Ihr silberweißes Licht blendete fast ihre Augen. Es war die Göttin,
die sprach: „Ihr guten Kinder, ihr sollt wieder nach Hause
zurückkehren, weil ihr mir so treu gedient habt und eure Herzen gut
und voll Licht sind, werde ich euch belohnen.“ Und als Hänsel und
Gretel in ihre Schürzen und Taschen griffen waren sie voller
Schätze, Perlen und Edelsteinen. Die letzte Scheu, die sie gegenüber
der Herrin verspürt hatte wich und sie fielen ihr um den Hals und
umarmten sie und dankten ihr. Die Göttin drückte die beiden fest an
sich und Hänsel und Gretel kehrten glücklich nach Hause zurück.

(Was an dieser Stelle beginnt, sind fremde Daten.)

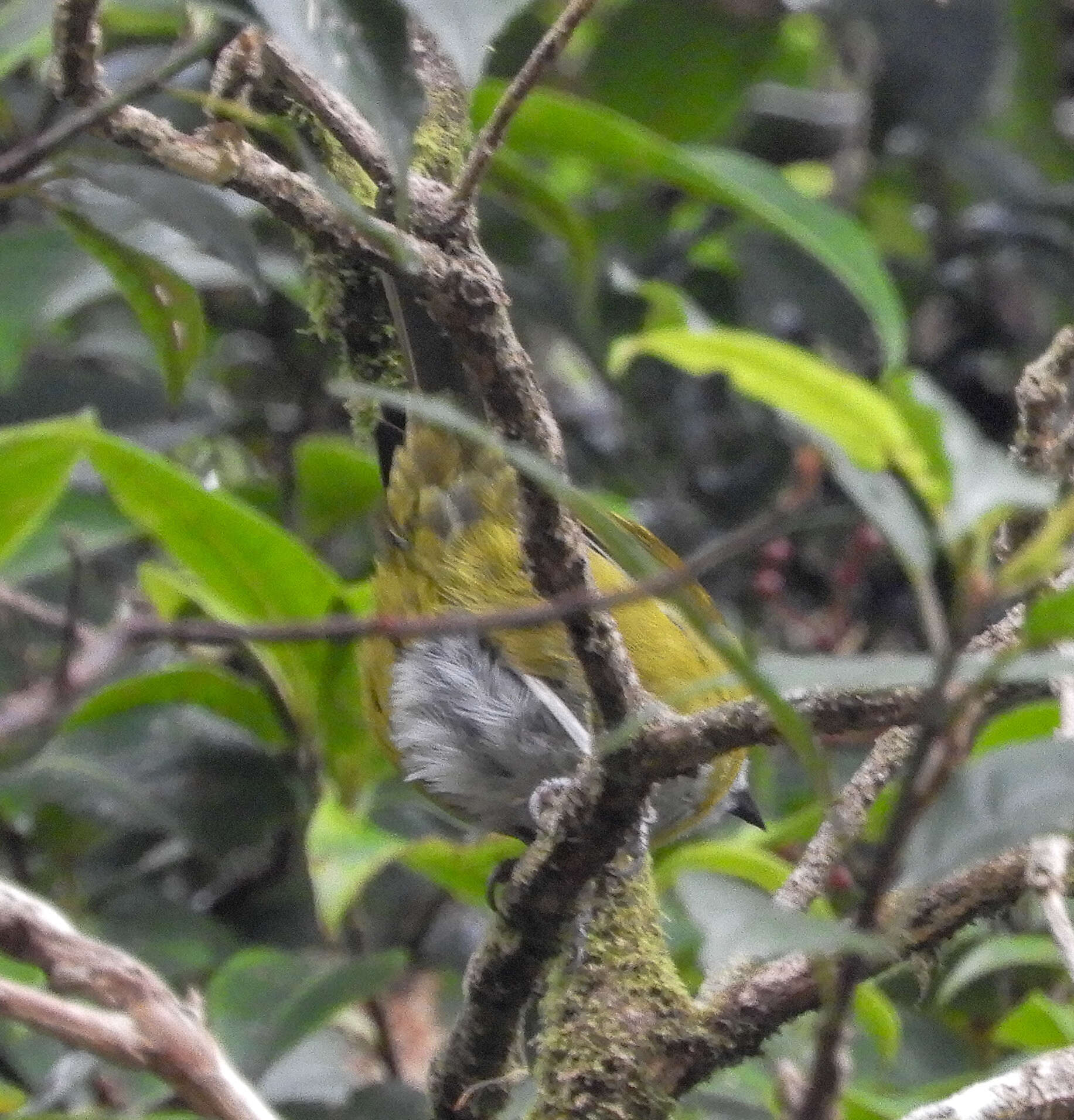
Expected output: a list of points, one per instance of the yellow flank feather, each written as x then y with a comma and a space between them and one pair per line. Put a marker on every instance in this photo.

Die Eltern hatten schon sehr um sie geweint und sie vermisst. Sie
waren froh, dass ihre Kinder wohlbehalten heimkehrten und niemals
wieder mussten sie Not leiden, denn die Herrin aus dem Wald hatte sie
mit großzügigen Gaben beschenkt. Jedes Mal wenn Hänsel oder Gretel
jemanden von bösen Hexen aus dem Wald reden hörten, lächelten sie
nur, denn sie wussten ja: Böse Hexen gibt es nicht. Hexen
sind etwas wundervolles, denn sie dienen der Göttin!